J’ai eu l’occasion de mesurer à de nombreuses reprises les qualités de Delap comme organisateur et cadre politique. Il me revient principalement en tête deux épisodes à ce sujet. En 2009, j’avais gagné l’insigne honneur d’essuyer les plâtres du Front de Gauche tout juste sorti de l’œuf quelques mois auparavant, en étant tête de liste aux élections européennes pour la région Grand-Est. 18 départements, un partenaire PCF très affaibli dans cette vaste région. J’ai d’abord organisé à Dijon une réunion des cadres de la campagne pour finaliser la composition de la liste, discuter du calendrier des évènements et du financement. Delap m’a fait l’amitié de venir. Sans se mettre en avant, il est intervenu comme il le fallait sur des points essentiels et su désamorcer les conflits qui pouvaient poindre. Et tout cela sans que nous ayons le temps de nous consulter avant. Alors que je le raccompagnais à la gare, il avait eu l’élégance de me féliciter pour cette réunion réussie, alors que j’avais moi-même l’impression que sa présence avait été déterminante. En 2010 s’annoncent les élections régionales et je multiplie les allers-retours en Franche-Comté pour tenter de réussir une alliance entre le Front de Gauche et le NPA. J’appelle Delap après les réunions, le plus souvent en lui faisant part de mon désarroi face à l’opposition irréductible entre le PCF et le NPA. Quand je suis lasse, il tente de me remonter le moral. Et, au bout de trois mois, je sens Delap assez ennuyé au téléphone.

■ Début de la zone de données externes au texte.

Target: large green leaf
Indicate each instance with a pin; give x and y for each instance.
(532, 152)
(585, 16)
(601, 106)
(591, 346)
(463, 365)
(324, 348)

Il finit par me dire qu’en l’absence d’accord large, je ne serai pas tête de liste régionale, le Parti de Gauche ne pouvant prendre le risque financier de ne pas atteindre le seuil de remboursement (5%). Dès qu’il me le dit, je ne cache pas mon soulagement. Je me souviens lui avoir dit : « C’est une excellente nouvelle, si tu étais en face de moi, je t’embrasserais comme du pain » et je l’entends encore se marrer.

Quand je suis allée voir Delap, déjà malade, à l’hôpital en septembre 2014, il ne m’a rien caché sur la nature du mal qui le frappait et sur les pronostics très sombres des médecins. Jusqu’au bout, il a été lucide et combatif. Je me souviens de ses récriminations contre le privé quand il s’est trouvé dans un centre de rééducation qui ne lui convenait pas. Je me souviens aussi qu’à l’occasion d’une de mes visites chez lui, alors qu’il était ce jour-là très affaibli, il avait tenu à me rejoindre pour que nous prenions un goûter. Ses filles ayant préparé des crêpes au Nutella, il avait retrouvé quelques instants du tonus pour les morigéner, désapprouvant le choix de cette pâte à tartiner peu écologique. Ce qui ne l’avait pas empêché de manger de bon cœur la préparation des deux petites. Son amour paternel, sa gourmandise et son absence de dogmatisme ont fait de ce goûter un beau moment, malgré les circonstances.

Finalement, la vie l’a quitté, mais il n’a jamais quitté la vie.